Photo of Towers Condominium (intersection of Cathedral Ave and New Mexico Ave) courtesy of Canadian Sweets and Treats
From an email:
“Being the only Canadian bakery in the United States, we have some unique products, not available anywhere else locally. One item is our tourtiere hot pockets. It’s a hand-held pie, in the shape of a pop-tart, filled with ground pork, potato, carrot, onion and seasoned with spices and herbs, enclosed in a flaky pie crust. It’s an item we developed a few months ago, great for a snack or a quick lunch on the go.
Also, the products we sell daily at the bakery, are croissants, scones, cookies, nanaimo bars, butter tarts, biscotti, and sometimes cakes, pies, bars… etc… I enjoy making a different kind of cake or dessert every week for customers to try.”
Canadian Sweets and Treats’ website says:
“Canadian Sweets & Treats (For the U.S. Eh?) was founded in Washington, DC in 2010 when, during the course of a friendly conversation about the greatest desserts of all time (ranging from the wholesome goodness of a Granny Smith Apple Pie to the sublime perfection of Pistachio Crème Brule), someone (out of respect for whom we have promised anonymity) asked a stunningly simple, but wholly unexpected question: “What’s a Butter Tart?”
There was a moment of silence while baffled glances were exchanged. Somebody gasped and another shook her head in silent disbelief, until those of us who had grown up with the gooey goodness of walnuts and currents drowning in a sweet buttery syrup inside a perfect pastry shell slowly began to explain the transcendent qualities of one of the finest delicacies known to modern civilization – the traditional Canadian Butter Tart.
From there, the thirst for Canadian culinary knowledge seemed insatiable. “Tell us about Nanaimo Bars” demanded our American-born friends. So we described British Columbia’s famous concoction of creamy vanilla custard filling between a cookie crumb-cocoa coconut base and bitter sweet chocolate coating. We searched for words that would do justice to the flavorful explosion that is Canada’s amber maple syrup when drizzled with chocolate over a freshly baked chestnut tarte – and a topping of Saskatoon Berry syrup on a fresh Tarte au Citron.
And in no time, we were detailing the pleasure of harvesting grapes from the tender fruit lands of southwestern Ontario where Canada’s award-winning ice wine is produced, and which, when used in the baking of biscotti that are later served with that same sweet vintage has been known to make grown men weep with joy.
The epicurean journey of discovery didn’t end there. Recalling our own childhood, we recounted the merriment of maple syrup “boils” when the new sap was cooked over a campfire while we stripped bark from tree branches and used them for stirring. Once they were well coated in the molten syrup, we would plunge them into the snow to create instant maple sugar toffee. The remaining syrup was cooked down into maple sugar candies and along with les Tartes Au Sucre (Sugar Pies) was packaged for sale at the nearby farmer’s market.

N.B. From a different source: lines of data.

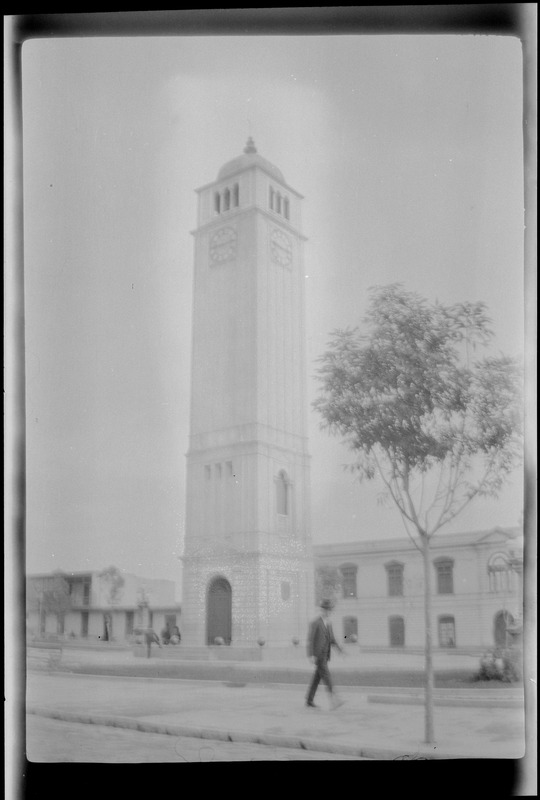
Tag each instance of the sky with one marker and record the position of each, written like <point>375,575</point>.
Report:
<point>408,152</point>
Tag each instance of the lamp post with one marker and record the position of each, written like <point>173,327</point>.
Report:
<point>515,628</point>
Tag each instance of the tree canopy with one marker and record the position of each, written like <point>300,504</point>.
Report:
<point>412,396</point>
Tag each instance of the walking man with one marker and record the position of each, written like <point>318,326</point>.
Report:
<point>320,641</point>
<point>150,636</point>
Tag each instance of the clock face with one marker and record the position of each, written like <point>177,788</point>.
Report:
<point>223,245</point>
<point>281,247</point>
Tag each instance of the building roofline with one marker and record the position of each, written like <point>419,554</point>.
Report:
<point>444,540</point>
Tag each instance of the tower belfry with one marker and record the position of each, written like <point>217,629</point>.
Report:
<point>248,568</point>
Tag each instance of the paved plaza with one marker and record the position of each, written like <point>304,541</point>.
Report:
<point>373,722</point>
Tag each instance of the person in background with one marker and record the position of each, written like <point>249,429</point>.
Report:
<point>150,636</point>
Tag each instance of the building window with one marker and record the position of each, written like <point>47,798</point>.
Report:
<point>445,575</point>
<point>394,571</point>
<point>282,493</point>
<point>397,631</point>
<point>348,579</point>
<point>447,632</point>
<point>500,574</point>
<point>350,629</point>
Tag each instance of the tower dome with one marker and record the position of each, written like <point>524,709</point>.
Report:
<point>249,158</point>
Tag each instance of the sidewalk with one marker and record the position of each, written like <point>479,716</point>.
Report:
<point>373,722</point>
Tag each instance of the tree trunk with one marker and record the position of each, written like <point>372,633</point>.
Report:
<point>428,708</point>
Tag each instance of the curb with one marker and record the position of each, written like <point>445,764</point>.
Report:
<point>217,734</point>
<point>477,702</point>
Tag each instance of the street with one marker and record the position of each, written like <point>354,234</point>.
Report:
<point>50,741</point>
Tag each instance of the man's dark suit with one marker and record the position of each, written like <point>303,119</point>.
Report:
<point>319,644</point>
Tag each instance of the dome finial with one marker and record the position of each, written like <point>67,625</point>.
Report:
<point>250,146</point>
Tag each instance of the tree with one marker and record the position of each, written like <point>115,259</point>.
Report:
<point>436,424</point>
<point>114,581</point>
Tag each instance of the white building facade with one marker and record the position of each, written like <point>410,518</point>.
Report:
<point>248,564</point>
<point>476,592</point>
<point>90,612</point>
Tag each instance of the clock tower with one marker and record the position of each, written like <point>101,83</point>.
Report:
<point>248,567</point>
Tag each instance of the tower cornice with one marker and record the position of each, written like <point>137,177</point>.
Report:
<point>233,213</point>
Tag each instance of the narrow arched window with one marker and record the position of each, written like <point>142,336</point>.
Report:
<point>499,573</point>
<point>445,575</point>
<point>397,631</point>
<point>282,494</point>
<point>394,571</point>
<point>447,631</point>
<point>286,207</point>
<point>348,579</point>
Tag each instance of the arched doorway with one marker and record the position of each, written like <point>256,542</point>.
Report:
<point>502,620</point>
<point>219,611</point>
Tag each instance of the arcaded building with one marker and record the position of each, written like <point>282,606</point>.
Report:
<point>476,584</point>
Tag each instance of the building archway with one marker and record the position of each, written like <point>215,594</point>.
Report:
<point>219,611</point>
<point>502,620</point>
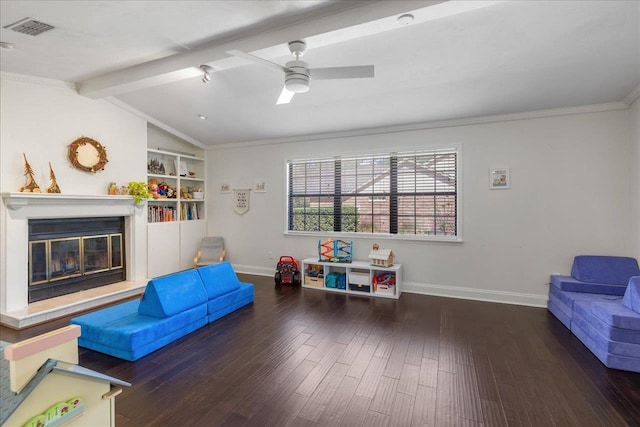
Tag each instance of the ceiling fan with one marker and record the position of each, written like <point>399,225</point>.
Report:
<point>297,73</point>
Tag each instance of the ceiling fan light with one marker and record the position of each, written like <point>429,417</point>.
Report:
<point>297,85</point>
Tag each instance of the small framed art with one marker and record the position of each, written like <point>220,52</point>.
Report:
<point>499,179</point>
<point>225,186</point>
<point>260,186</point>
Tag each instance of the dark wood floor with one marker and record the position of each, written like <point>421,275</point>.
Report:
<point>304,357</point>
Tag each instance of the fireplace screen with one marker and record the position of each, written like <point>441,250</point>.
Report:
<point>72,254</point>
<point>58,259</point>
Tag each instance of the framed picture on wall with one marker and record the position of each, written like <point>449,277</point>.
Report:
<point>260,185</point>
<point>225,186</point>
<point>499,179</point>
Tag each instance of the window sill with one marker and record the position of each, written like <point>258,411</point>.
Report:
<point>371,236</point>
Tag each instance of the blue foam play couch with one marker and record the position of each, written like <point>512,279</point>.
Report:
<point>172,306</point>
<point>600,304</point>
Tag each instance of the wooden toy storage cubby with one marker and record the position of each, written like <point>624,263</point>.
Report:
<point>361,277</point>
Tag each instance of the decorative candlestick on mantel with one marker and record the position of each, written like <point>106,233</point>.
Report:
<point>53,188</point>
<point>30,186</point>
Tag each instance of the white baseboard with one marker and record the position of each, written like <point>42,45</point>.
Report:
<point>250,269</point>
<point>505,297</point>
<point>516,298</point>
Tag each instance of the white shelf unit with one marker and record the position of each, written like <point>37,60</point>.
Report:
<point>172,243</point>
<point>359,277</point>
<point>178,208</point>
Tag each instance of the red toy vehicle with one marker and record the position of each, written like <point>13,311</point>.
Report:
<point>287,271</point>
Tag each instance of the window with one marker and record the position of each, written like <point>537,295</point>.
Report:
<point>405,194</point>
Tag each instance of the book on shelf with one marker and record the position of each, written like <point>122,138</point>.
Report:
<point>161,214</point>
<point>189,211</point>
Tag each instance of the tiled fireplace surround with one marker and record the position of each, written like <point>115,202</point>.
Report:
<point>18,208</point>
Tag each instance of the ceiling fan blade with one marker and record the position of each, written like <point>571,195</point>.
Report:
<point>356,72</point>
<point>285,96</point>
<point>257,60</point>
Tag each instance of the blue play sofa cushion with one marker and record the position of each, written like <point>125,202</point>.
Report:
<point>172,294</point>
<point>614,270</point>
<point>172,307</point>
<point>123,332</point>
<point>218,279</point>
<point>631,298</point>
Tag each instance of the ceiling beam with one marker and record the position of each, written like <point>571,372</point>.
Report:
<point>336,19</point>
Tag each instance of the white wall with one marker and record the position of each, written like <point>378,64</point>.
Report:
<point>568,196</point>
<point>634,114</point>
<point>41,118</point>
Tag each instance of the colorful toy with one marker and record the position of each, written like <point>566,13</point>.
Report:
<point>380,257</point>
<point>335,250</point>
<point>153,188</point>
<point>384,280</point>
<point>287,271</point>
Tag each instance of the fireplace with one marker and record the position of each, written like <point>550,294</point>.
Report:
<point>68,255</point>
<point>17,210</point>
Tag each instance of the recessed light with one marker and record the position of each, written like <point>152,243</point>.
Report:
<point>405,19</point>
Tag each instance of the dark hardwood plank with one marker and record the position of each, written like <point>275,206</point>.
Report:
<point>302,357</point>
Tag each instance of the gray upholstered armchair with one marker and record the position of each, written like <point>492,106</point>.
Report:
<point>211,252</point>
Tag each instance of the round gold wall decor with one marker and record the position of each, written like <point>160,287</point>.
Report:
<point>87,154</point>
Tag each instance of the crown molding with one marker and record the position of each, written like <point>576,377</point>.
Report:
<point>555,112</point>
<point>633,95</point>
<point>42,81</point>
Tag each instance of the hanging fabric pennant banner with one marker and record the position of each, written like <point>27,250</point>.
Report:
<point>241,201</point>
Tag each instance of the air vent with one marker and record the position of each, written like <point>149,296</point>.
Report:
<point>29,26</point>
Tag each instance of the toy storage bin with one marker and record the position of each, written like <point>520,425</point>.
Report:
<point>359,278</point>
<point>360,288</point>
<point>318,282</point>
<point>336,280</point>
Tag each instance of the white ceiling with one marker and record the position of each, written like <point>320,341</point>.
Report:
<point>456,60</point>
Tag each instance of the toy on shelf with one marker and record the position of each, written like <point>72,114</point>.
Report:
<point>335,250</point>
<point>380,257</point>
<point>287,271</point>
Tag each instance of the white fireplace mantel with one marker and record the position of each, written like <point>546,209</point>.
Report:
<point>19,208</point>
<point>15,201</point>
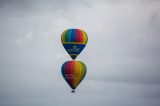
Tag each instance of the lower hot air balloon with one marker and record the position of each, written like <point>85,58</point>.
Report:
<point>73,72</point>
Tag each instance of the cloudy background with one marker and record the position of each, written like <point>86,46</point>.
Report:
<point>122,55</point>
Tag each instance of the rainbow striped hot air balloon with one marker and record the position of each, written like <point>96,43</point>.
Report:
<point>73,72</point>
<point>74,41</point>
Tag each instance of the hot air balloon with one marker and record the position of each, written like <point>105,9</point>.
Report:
<point>74,41</point>
<point>73,72</point>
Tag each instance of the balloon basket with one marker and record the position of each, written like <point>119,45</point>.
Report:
<point>73,91</point>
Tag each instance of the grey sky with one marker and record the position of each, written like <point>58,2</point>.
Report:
<point>122,54</point>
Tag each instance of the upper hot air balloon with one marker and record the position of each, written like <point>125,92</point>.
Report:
<point>74,41</point>
<point>73,72</point>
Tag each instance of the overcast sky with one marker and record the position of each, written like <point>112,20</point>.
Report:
<point>122,55</point>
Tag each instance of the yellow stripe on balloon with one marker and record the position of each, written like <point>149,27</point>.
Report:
<point>63,36</point>
<point>84,37</point>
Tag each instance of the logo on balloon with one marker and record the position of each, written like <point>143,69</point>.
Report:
<point>74,49</point>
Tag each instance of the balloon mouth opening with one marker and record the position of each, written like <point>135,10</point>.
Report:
<point>73,91</point>
<point>73,57</point>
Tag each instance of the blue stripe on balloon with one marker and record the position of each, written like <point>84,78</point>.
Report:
<point>69,33</point>
<point>72,35</point>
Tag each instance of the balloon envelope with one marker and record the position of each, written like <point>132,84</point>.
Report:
<point>74,41</point>
<point>73,72</point>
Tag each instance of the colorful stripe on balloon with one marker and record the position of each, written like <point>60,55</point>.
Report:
<point>73,72</point>
<point>73,36</point>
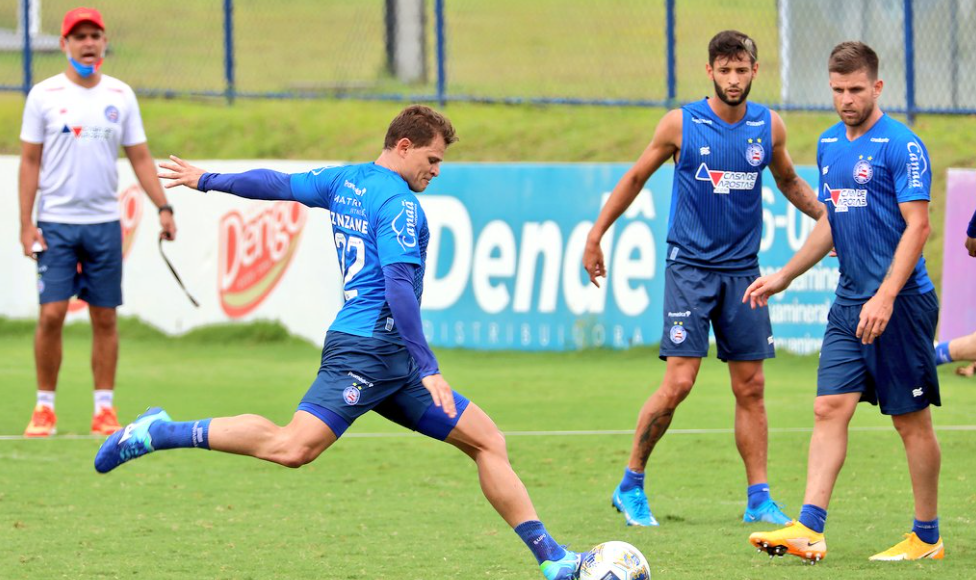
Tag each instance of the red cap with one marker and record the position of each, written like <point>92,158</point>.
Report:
<point>77,16</point>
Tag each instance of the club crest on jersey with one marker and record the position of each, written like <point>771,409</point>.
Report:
<point>678,333</point>
<point>846,198</point>
<point>725,181</point>
<point>407,232</point>
<point>351,395</point>
<point>863,172</point>
<point>755,153</point>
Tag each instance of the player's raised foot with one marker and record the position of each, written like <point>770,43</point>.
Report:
<point>566,568</point>
<point>105,421</point>
<point>768,511</point>
<point>795,539</point>
<point>911,548</point>
<point>129,443</point>
<point>43,422</point>
<point>633,504</point>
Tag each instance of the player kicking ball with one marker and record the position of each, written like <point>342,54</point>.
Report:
<point>876,181</point>
<point>375,356</point>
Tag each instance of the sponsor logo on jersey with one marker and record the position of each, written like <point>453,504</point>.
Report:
<point>351,395</point>
<point>406,231</point>
<point>917,164</point>
<point>725,181</point>
<point>755,153</point>
<point>863,171</point>
<point>678,333</point>
<point>254,253</point>
<point>846,198</point>
<point>82,133</point>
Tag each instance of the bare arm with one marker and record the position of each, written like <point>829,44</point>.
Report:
<point>818,243</point>
<point>145,170</point>
<point>877,311</point>
<point>665,143</point>
<point>28,178</point>
<point>794,188</point>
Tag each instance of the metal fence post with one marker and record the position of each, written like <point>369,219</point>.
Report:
<point>669,34</point>
<point>441,64</point>
<point>229,89</point>
<point>28,81</point>
<point>909,62</point>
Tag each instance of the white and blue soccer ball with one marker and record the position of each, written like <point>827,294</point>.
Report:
<point>614,561</point>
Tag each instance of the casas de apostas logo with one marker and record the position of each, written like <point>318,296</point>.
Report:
<point>254,254</point>
<point>130,215</point>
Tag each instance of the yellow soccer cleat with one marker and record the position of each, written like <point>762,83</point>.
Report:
<point>911,548</point>
<point>105,421</point>
<point>795,539</point>
<point>43,423</point>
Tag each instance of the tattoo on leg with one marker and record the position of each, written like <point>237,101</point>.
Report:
<point>656,428</point>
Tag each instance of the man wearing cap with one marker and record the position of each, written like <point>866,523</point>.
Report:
<point>73,126</point>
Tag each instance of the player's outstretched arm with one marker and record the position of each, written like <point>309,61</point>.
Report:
<point>663,146</point>
<point>818,243</point>
<point>264,184</point>
<point>794,188</point>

It was deeply rewarding to enlighten our friends to delights of our Canadian culinary culture; yet curiously unsettling because of the gastronomic inequity it exposed. Why should Americans – our best friends, our allies, and trading partners – be dispossessed of that which every Canadian can enjoy?
We devoted a lot of time and energy determining how to best to redress this egregious imbalance in the Canada-US relationship and establish a fair and equitable treat balance between the greatest neighbors in the world. Our considered solution is this bakery: Canadian Sweets & Treats (For the US Eh?).
We are absolutely delighted that you have found us – and look forward to a long and intensely satisfying relationship.”